I started off by identifying what kind of person my user is.
After creating the persona of my user, I created a basic layout of how I wanted my scene to look like.
I offset the positions of the start and end gates to create an asymmetrical element. This helps guides the user’s eye through a fluid progression by traveling diagonally from left to right.
Because the player’s position is not in the center or the room. I repositioned the puzzler orbs to fit the perspective of the player, rather than make them horizontally equal.
This keeps the player focused on all of the orbs, as they all appear to be the same size based on perspective.
My intention with this scene was to give the player the feeling of being inside a medieval castle during winter. The torches were given limited light and the center of the room had a light blue spotlight in the center to compliment the effect. The room was scaled to be larger than most to give the interior a dark spacious feeling. This is the final result of the designed scene.
To provide simplicity to this appealing scene, the UI for the start and restart features of the game were designed to keep the players engaged in the scene, only as they are playing it.
The contrast of the UI color of the panel and button were designed to keep the player separated from the game, otherwise, the UI would blend in with the theme of the map.
I have conducted several user tests with the focus on the delivery and making sure that the user was comfortable with the game.
Question: “How do you feel in this environment?”
Feedback: “It feels like a very spacious room and the colors make it seem as if it’s cold. I am not sure if it’s the size or the height but it makes me feel short in this room.”
Improvements: I addressed the notes of feeling short in the environment by raising the height of the camera. This will let the user more comfortable in the game height-wise.
Question: “How do you feel about the design of the UI panels?”
Feedback: “I think it looks very simple. The words read well and they really pop out.
Question: “What do you think of the button?”
Feedback: “The button is big and readable, but the word inside it could be a little bigger.”
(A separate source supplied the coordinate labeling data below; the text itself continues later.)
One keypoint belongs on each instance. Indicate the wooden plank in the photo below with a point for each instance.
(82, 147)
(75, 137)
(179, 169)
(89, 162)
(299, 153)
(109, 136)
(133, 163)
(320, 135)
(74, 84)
Improvements: Using that note, I increased the font size of the word in the button to make it more eligible than it was.
Question: “What was your experience playing the game?”
Feedback: “It was very fun and I was able to read the puzzle and solve the game without any issues. When I finish the game and exit the room, however, it seems very fast compared to how long it took for me to enter the room.”
Improvements: I took into consideration the speed of transition between the waypoints. The “start” waypoint was closer to the “play” waypoint than the “end” waypoint. The difference in distance when it takes the same amount of time to travel can affect the overall speed. I addressed the speed of the end point so it would match the starting point’s speed.
Learning about the process of user testing and VR design in this puzzler project was a very fun experience. The user testing helped provided an understanding of how this project reaches an accurate balance between what is desired and what is delivered while making sure that the users were comfortable through the whole process. Using all the information I’ve gathered, I came up with this final delivery of my project.
The Puzzler was the first project I designed for the Udacity VR Developer Nanodegree. The purpose of this project was to focus on what kind of game needs to be produced depending on who the user was. The design and simplicity of the game determine whether it is a game that the user will enjoy interacting with. With the help of user testing, I was able to go through trial and errors before I ended up with a final project that is deliverable for the intended user.
To make this Puzzler game production ready, I would further expand it to the point where it is not just one room and one game. I would add a series of rooms, followed by different games, each with their own mechanics. This would give the user a more adventurous feel in this interaction.